For June, that index recorded -0.26, compared to -0.28 in May, marking a third successive month of excess global supplier capacity. Today's figure highlights the complete reversal in global supply chain frictions compared to a year ago, when GEP's index stood at 3.53.

"Weakening demand for components and raw materials in the Western economies, low levels of inventory, and excess global supplier capacity suggest that storm clouds are gathering,” Joel Johnson, vice president, supply chain consulting, GEP, said in a release. “The softening of demand in the manufacturing sector in the last few months is a leading indicator that the broader economy in the Western hemisphere will slow in the second half of 2023. It's a perfect time for companies' procurement to re-negotiate terms for 2024 and 2025 with suppliers.”

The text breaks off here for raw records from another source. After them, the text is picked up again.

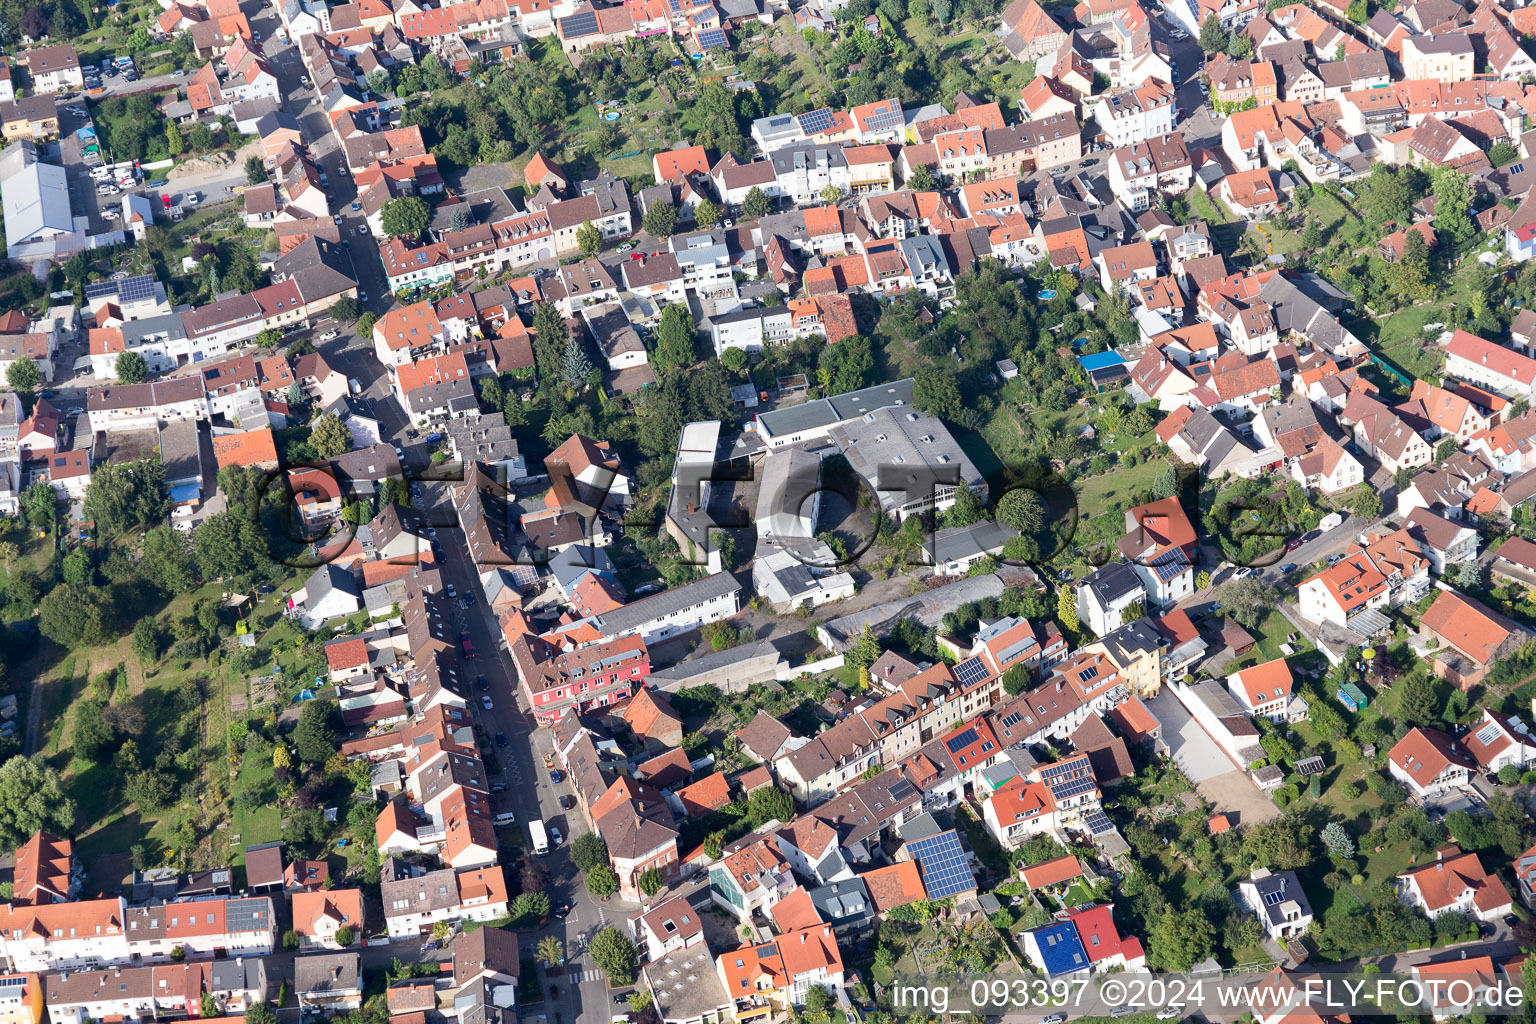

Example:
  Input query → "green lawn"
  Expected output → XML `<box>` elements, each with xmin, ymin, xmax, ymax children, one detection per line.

<box><xmin>1227</xmin><ymin>609</ymin><xmax>1313</xmax><ymax>670</ymax></box>
<box><xmin>1073</xmin><ymin>457</ymin><xmax>1170</xmax><ymax>512</ymax></box>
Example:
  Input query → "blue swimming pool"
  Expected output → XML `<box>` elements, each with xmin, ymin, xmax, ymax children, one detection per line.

<box><xmin>1036</xmin><ymin>289</ymin><xmax>1057</xmax><ymax>300</ymax></box>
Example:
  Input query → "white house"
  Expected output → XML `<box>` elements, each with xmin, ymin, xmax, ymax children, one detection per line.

<box><xmin>1226</xmin><ymin>657</ymin><xmax>1294</xmax><ymax>723</ymax></box>
<box><xmin>1389</xmin><ymin>727</ymin><xmax>1476</xmax><ymax>802</ymax></box>
<box><xmin>1238</xmin><ymin>868</ymin><xmax>1313</xmax><ymax>940</ymax></box>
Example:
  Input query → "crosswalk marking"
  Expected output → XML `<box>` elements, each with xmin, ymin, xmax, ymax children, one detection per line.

<box><xmin>568</xmin><ymin>969</ymin><xmax>604</xmax><ymax>984</ymax></box>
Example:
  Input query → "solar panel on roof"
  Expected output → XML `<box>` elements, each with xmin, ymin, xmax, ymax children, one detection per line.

<box><xmin>698</xmin><ymin>27</ymin><xmax>727</xmax><ymax>47</ymax></box>
<box><xmin>1083</xmin><ymin>808</ymin><xmax>1114</xmax><ymax>835</ymax></box>
<box><xmin>861</xmin><ymin>102</ymin><xmax>904</xmax><ymax>132</ymax></box>
<box><xmin>954</xmin><ymin>656</ymin><xmax>989</xmax><ymax>689</ymax></box>
<box><xmin>944</xmin><ymin>727</ymin><xmax>979</xmax><ymax>754</ymax></box>
<box><xmin>796</xmin><ymin>107</ymin><xmax>834</xmax><ymax>134</ymax></box>
<box><xmin>907</xmin><ymin>830</ymin><xmax>976</xmax><ymax>899</ymax></box>
<box><xmin>561</xmin><ymin>7</ymin><xmax>598</xmax><ymax>34</ymax></box>
<box><xmin>886</xmin><ymin>779</ymin><xmax>915</xmax><ymax>802</ymax></box>
<box><xmin>118</xmin><ymin>275</ymin><xmax>156</xmax><ymax>304</ymax></box>
<box><xmin>1262</xmin><ymin>888</ymin><xmax>1287</xmax><ymax>906</ymax></box>
<box><xmin>85</xmin><ymin>279</ymin><xmax>119</xmax><ymax>300</ymax></box>
<box><xmin>1049</xmin><ymin>775</ymin><xmax>1096</xmax><ymax>800</ymax></box>
<box><xmin>1001</xmin><ymin>711</ymin><xmax>1023</xmax><ymax>729</ymax></box>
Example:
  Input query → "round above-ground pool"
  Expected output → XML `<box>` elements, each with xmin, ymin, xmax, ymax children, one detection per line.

<box><xmin>1036</xmin><ymin>289</ymin><xmax>1057</xmax><ymax>300</ymax></box>
<box><xmin>691</xmin><ymin>52</ymin><xmax>705</xmax><ymax>59</ymax></box>
<box><xmin>603</xmin><ymin>111</ymin><xmax>621</xmax><ymax>121</ymax></box>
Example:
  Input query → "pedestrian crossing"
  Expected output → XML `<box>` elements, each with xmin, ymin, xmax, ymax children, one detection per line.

<box><xmin>569</xmin><ymin>969</ymin><xmax>604</xmax><ymax>984</ymax></box>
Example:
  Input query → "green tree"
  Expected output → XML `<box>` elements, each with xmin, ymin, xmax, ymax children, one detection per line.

<box><xmin>84</xmin><ymin>459</ymin><xmax>169</xmax><ymax>535</ymax></box>
<box><xmin>21</xmin><ymin>481</ymin><xmax>56</xmax><ymax>532</ymax></box>
<box><xmin>1222</xmin><ymin>575</ymin><xmax>1281</xmax><ymax>629</ymax></box>
<box><xmin>1346</xmin><ymin>0</ymin><xmax>1367</xmax><ymax>21</ymax></box>
<box><xmin>245</xmin><ymin>1003</ymin><xmax>278</xmax><ymax>1024</ymax></box>
<box><xmin>0</xmin><ymin>756</ymin><xmax>76</xmax><ymax>850</ymax></box>
<box><xmin>245</xmin><ymin>155</ymin><xmax>269</xmax><ymax>185</ymax></box>
<box><xmin>131</xmin><ymin>618</ymin><xmax>160</xmax><ymax>664</ymax></box>
<box><xmin>913</xmin><ymin>365</ymin><xmax>962</xmax><ymax>419</ymax></box>
<box><xmin>846</xmin><ymin>626</ymin><xmax>881</xmax><ymax>669</ymax></box>
<box><xmin>1147</xmin><ymin>907</ymin><xmax>1215</xmax><ymax>971</ymax></box>
<box><xmin>944</xmin><ymin>485</ymin><xmax>984</xmax><ymax>528</ymax></box>
<box><xmin>576</xmin><ymin>219</ymin><xmax>602</xmax><ymax>257</ymax></box>
<box><xmin>293</xmin><ymin>699</ymin><xmax>340</xmax><ymax>764</ymax></box>
<box><xmin>115</xmin><ymin>350</ymin><xmax>148</xmax><ymax>383</ymax></box>
<box><xmin>1391</xmin><ymin>228</ymin><xmax>1434</xmax><ymax>302</ymax></box>
<box><xmin>1351</xmin><ymin>486</ymin><xmax>1382</xmax><ymax>520</ymax></box>
<box><xmin>589</xmin><ymin>927</ymin><xmax>638</xmax><ymax>985</ymax></box>
<box><xmin>1001</xmin><ymin>663</ymin><xmax>1031</xmax><ymax>695</ymax></box>
<box><xmin>335</xmin><ymin>925</ymin><xmax>354</xmax><ymax>946</ymax></box>
<box><xmin>38</xmin><ymin>586</ymin><xmax>111</xmax><ymax>648</ymax></box>
<box><xmin>997</xmin><ymin>489</ymin><xmax>1045</xmax><ymax>533</ymax></box>
<box><xmin>166</xmin><ymin>121</ymin><xmax>185</xmax><ymax>156</ymax></box>
<box><xmin>5</xmin><ymin>357</ymin><xmax>40</xmax><ymax>395</ymax></box>
<box><xmin>907</xmin><ymin>163</ymin><xmax>938</xmax><ymax>191</ymax></box>
<box><xmin>819</xmin><ymin>184</ymin><xmax>843</xmax><ymax>205</ymax></box>
<box><xmin>255</xmin><ymin>328</ymin><xmax>283</xmax><ymax>349</ymax></box>
<box><xmin>571</xmin><ymin>831</ymin><xmax>609</xmax><ymax>872</ymax></box>
<box><xmin>741</xmin><ymin>186</ymin><xmax>771</xmax><ymax>219</ymax></box>
<box><xmin>561</xmin><ymin>336</ymin><xmax>593</xmax><ymax>389</ymax></box>
<box><xmin>804</xmin><ymin>985</ymin><xmax>832</xmax><ymax>1017</ymax></box>
<box><xmin>1395</xmin><ymin>671</ymin><xmax>1437</xmax><ymax>727</ymax></box>
<box><xmin>536</xmin><ymin>936</ymin><xmax>566</xmax><ymax>966</ymax></box>
<box><xmin>1199</xmin><ymin>13</ymin><xmax>1229</xmax><ymax>52</ymax></box>
<box><xmin>310</xmin><ymin>413</ymin><xmax>352</xmax><ymax>459</ymax></box>
<box><xmin>746</xmin><ymin>785</ymin><xmax>793</xmax><ymax>827</ymax></box>
<box><xmin>1058</xmin><ymin>585</ymin><xmax>1079</xmax><ymax>635</ymax></box>
<box><xmin>1435</xmin><ymin>436</ymin><xmax>1461</xmax><ymax>463</ymax></box>
<box><xmin>330</xmin><ymin>296</ymin><xmax>360</xmax><ymax>323</ymax></box>
<box><xmin>1432</xmin><ymin>166</ymin><xmax>1476</xmax><ymax>248</ymax></box>
<box><xmin>653</xmin><ymin>304</ymin><xmax>697</xmax><ymax>374</ymax></box>
<box><xmin>638</xmin><ymin>867</ymin><xmax>664</xmax><ymax>898</ymax></box>
<box><xmin>586</xmin><ymin>864</ymin><xmax>619</xmax><ymax>898</ymax></box>
<box><xmin>530</xmin><ymin>302</ymin><xmax>568</xmax><ymax>382</ymax></box>
<box><xmin>1247</xmin><ymin>813</ymin><xmax>1315</xmax><ymax>870</ymax></box>
<box><xmin>381</xmin><ymin>196</ymin><xmax>431</xmax><ymax>238</ymax></box>
<box><xmin>694</xmin><ymin>198</ymin><xmax>721</xmax><ymax>228</ymax></box>
<box><xmin>642</xmin><ymin>202</ymin><xmax>678</xmax><ymax>237</ymax></box>
<box><xmin>721</xmin><ymin>348</ymin><xmax>748</xmax><ymax>372</ymax></box>
<box><xmin>356</xmin><ymin>312</ymin><xmax>377</xmax><ymax>338</ymax></box>
<box><xmin>1321</xmin><ymin>821</ymin><xmax>1355</xmax><ymax>858</ymax></box>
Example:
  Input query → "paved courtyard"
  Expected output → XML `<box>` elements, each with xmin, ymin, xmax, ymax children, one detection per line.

<box><xmin>1146</xmin><ymin>688</ymin><xmax>1280</xmax><ymax>827</ymax></box>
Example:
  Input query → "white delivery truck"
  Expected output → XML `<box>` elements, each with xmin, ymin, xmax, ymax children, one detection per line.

<box><xmin>529</xmin><ymin>819</ymin><xmax>550</xmax><ymax>855</ymax></box>
<box><xmin>1318</xmin><ymin>511</ymin><xmax>1345</xmax><ymax>533</ymax></box>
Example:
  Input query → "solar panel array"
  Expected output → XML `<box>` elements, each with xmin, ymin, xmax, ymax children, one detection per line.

<box><xmin>116</xmin><ymin>275</ymin><xmax>157</xmax><ymax>304</ymax></box>
<box><xmin>861</xmin><ymin>101</ymin><xmax>904</xmax><ymax>132</ymax></box>
<box><xmin>85</xmin><ymin>279</ymin><xmax>119</xmax><ymax>300</ymax></box>
<box><xmin>796</xmin><ymin>107</ymin><xmax>835</xmax><ymax>134</ymax></box>
<box><xmin>561</xmin><ymin>7</ymin><xmax>598</xmax><ymax>34</ymax></box>
<box><xmin>907</xmin><ymin>830</ymin><xmax>976</xmax><ymax>899</ymax></box>
<box><xmin>697</xmin><ymin>27</ymin><xmax>727</xmax><ymax>47</ymax></box>
<box><xmin>954</xmin><ymin>656</ymin><xmax>989</xmax><ymax>689</ymax></box>
<box><xmin>1000</xmin><ymin>711</ymin><xmax>1023</xmax><ymax>729</ymax></box>
<box><xmin>886</xmin><ymin>779</ymin><xmax>916</xmax><ymax>802</ymax></box>
<box><xmin>944</xmin><ymin>727</ymin><xmax>979</xmax><ymax>755</ymax></box>
<box><xmin>1083</xmin><ymin>808</ymin><xmax>1114</xmax><ymax>835</ymax></box>
<box><xmin>1038</xmin><ymin>760</ymin><xmax>1082</xmax><ymax>783</ymax></box>
<box><xmin>1152</xmin><ymin>549</ymin><xmax>1188</xmax><ymax>583</ymax></box>
<box><xmin>1049</xmin><ymin>775</ymin><xmax>1096</xmax><ymax>800</ymax></box>
<box><xmin>1262</xmin><ymin>888</ymin><xmax>1287</xmax><ymax>906</ymax></box>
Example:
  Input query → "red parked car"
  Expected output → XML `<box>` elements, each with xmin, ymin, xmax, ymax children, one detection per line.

<box><xmin>460</xmin><ymin>632</ymin><xmax>475</xmax><ymax>658</ymax></box>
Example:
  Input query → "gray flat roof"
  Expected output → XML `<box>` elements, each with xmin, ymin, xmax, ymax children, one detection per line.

<box><xmin>756</xmin><ymin>377</ymin><xmax>914</xmax><ymax>440</ymax></box>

GEP’s survey found a worsening of global demand for raw materials, commodities, and components in June, specifically in Europe and North America. That trend could signal a deteriorated outlook for manufacturing as borrowing costs rise, and has already led to excess capacity at suppliers.

However, the news was better in other regions, as input demand in Asia is showing greater resilience. Purchasing activity across that region is broadly tracking in line with its historical average, with pockets of strength in some Eastern markets led by India, one of the fastest-growing major economies so far in 2023.